One of the most nostalgic places that could be visited in Oaxaca city is the antique train station: Ferrocarril Mexicano del Sur. A walk in the afternoon hours at this quiet place evokes vivid scenes of the past times when the train was the most important transportation service in the state. The old walls, rugged and brownish, of the supply warehouses and the main office, where tickets were sold, keep deeply inside images of a past that transport us to the nostalgic pleasure of traveling slowly with the track-trackety track sound of the train in movement.
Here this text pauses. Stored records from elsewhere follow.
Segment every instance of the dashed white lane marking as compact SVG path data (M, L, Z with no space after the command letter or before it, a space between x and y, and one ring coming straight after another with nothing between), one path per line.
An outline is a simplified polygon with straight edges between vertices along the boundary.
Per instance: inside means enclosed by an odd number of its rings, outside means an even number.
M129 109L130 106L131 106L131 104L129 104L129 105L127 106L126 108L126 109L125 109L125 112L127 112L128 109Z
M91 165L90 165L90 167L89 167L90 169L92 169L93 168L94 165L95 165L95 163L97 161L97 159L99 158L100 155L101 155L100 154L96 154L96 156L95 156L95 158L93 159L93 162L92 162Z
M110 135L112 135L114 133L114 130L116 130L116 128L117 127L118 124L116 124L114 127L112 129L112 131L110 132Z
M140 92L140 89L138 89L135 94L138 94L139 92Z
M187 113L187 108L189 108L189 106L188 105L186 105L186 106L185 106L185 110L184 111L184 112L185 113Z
Today the railroads, which snake north and south bounds, take us to imaginary portraits of the arrival and departure of noisy carriages and wagons which seem that would appear at any moment on the rail roads and people wearing old-fashioned clothing, hats and large trunks and speaking in different indigenous languages at the platforms and gates.
Nowadays the steel is rusty and useless. People walk through the station in order to get to their neighborhoods. The wagons, carriages and engines are permanently parked seeming to be patiently awaiting for the whistles and honks to begin another journey.
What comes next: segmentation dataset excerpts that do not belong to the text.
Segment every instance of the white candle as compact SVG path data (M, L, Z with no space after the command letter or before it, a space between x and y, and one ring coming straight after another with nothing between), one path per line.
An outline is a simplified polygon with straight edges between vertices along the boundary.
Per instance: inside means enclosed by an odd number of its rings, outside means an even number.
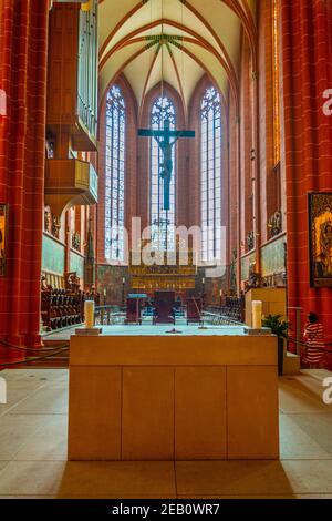
M261 300L252 300L252 328L261 329Z
M84 317L86 329L91 329L92 327L94 327L94 300L85 300Z

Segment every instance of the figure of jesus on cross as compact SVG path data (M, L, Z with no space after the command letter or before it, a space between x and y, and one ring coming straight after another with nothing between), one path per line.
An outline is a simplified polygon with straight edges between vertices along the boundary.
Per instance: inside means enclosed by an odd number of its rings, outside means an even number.
M163 153L160 166L160 177L164 181L164 210L170 210L170 181L173 172L172 149L179 137L195 137L194 131L172 131L169 120L164 121L163 130L139 129L138 135L143 137L154 137Z

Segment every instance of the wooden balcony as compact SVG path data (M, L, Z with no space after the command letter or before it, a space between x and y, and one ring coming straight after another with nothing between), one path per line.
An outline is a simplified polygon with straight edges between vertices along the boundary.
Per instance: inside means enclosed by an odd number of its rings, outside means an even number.
M56 215L74 205L97 203L97 174L80 160L46 160L45 203Z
It's a place of history; this antique train station named Ferrocarril Mexicano del Sur, was opened by the former Mexican president Porfirio Diaz in 1892. Then, in 1950, it was redesigned with a wider railroad and it ran from the Lazaro Cardenas train station in Mexico city to the one in Oaxaca city. On October 12th 2003 the Ferrocarril Mexicano del Sur train station become a museum and displays amazing sepia colored photographs of workers constructing the railroad and picturesque photographs of bridges in black and white. There are also old clocks, gauges, tools, telegraphs, telephones, lanterns, and posters.
It is possible today to imagine the movement at the platform and departing gates; the starting engine and the whistles and honks calling the passengers to aboard, the joy of ones and the sadness of others waving their hands as a goodbye when the train started to move. The slowly movement of the iron horse that would cross the land, energetic and untamed, through tunnels, hills, creeks, and bridges in the journey to Mexico city. A journey of visual richness through plateaus, deserts, pine forests, and volcanoes. A journey of magic and nostalgia, the journey of the iron horse, stored in the memory of the fortunate who traveled by train in the early years of modern Oaxaca.